The second option is more clear IMO, and also allows for the same method to be used after the data was loaded if you didn't do it by default. However it involves looping over all records at the end of the serialization process.

The first option is more eficiente, buy may be a bit less transparent with what is going on.

I'm more inclined to do the first one with also a possibility to it to the whole dataset after it's loaded.

What do you think? Also, is there a better way to do it other than this two?

koenvo commented 3 years ago

[draft version]

I think it’s related to https://github.com/PySport/kloppy/issues/10

Like you want to define a pipeline (only mapping and no filtering in case of this issue) that can be applied during loading and afterwards. Afterwards would require a ‘transform_dataset’ that runs all record through the pipeline. Especially for tracking data it saves quite some time to do it during loading (have to profile this: copying objects makes it slow, not the looping over all frames?)

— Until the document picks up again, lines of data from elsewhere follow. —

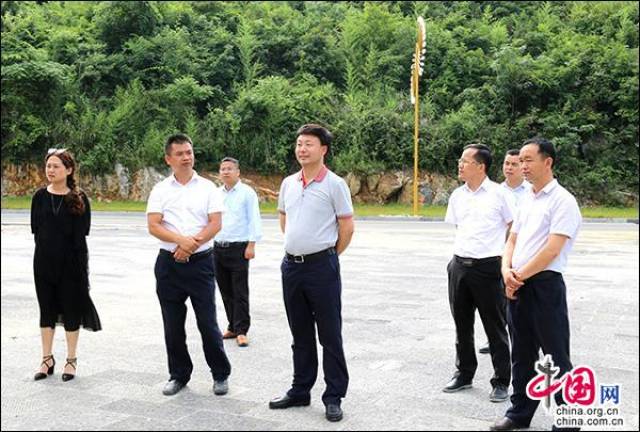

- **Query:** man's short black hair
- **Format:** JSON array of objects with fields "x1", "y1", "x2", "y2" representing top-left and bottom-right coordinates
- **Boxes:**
[
  {"x1": 164, "y1": 134, "x2": 193, "y2": 155},
  {"x1": 296, "y1": 123, "x2": 333, "y2": 153},
  {"x1": 507, "y1": 149, "x2": 520, "y2": 156},
  {"x1": 522, "y1": 136, "x2": 556, "y2": 168},
  {"x1": 463, "y1": 143, "x2": 493, "y2": 175},
  {"x1": 220, "y1": 156, "x2": 240, "y2": 168}
]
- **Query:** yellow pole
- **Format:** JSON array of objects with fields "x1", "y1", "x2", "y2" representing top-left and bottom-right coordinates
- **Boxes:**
[
  {"x1": 413, "y1": 45, "x2": 420, "y2": 216},
  {"x1": 411, "y1": 17, "x2": 426, "y2": 216}
]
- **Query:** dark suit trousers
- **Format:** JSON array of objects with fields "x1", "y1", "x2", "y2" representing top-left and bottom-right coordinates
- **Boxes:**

Another relevant question I received on Twitter: “ I have noticed that all the dimensions dont scale identically For example, statsbomb has 12080 and Opta has 100100 for the overall field dimensions So I can use simple scalings to change one to another However, on doing so, some of the other lengths dont match For example, applying the above scaling, the penalty areas become of different sizes and the penalty spot becomes different”

We can also implement a function that scales to [0, 1] but with a fixed penalty box size, like statsbomb. But that can be an additional later on.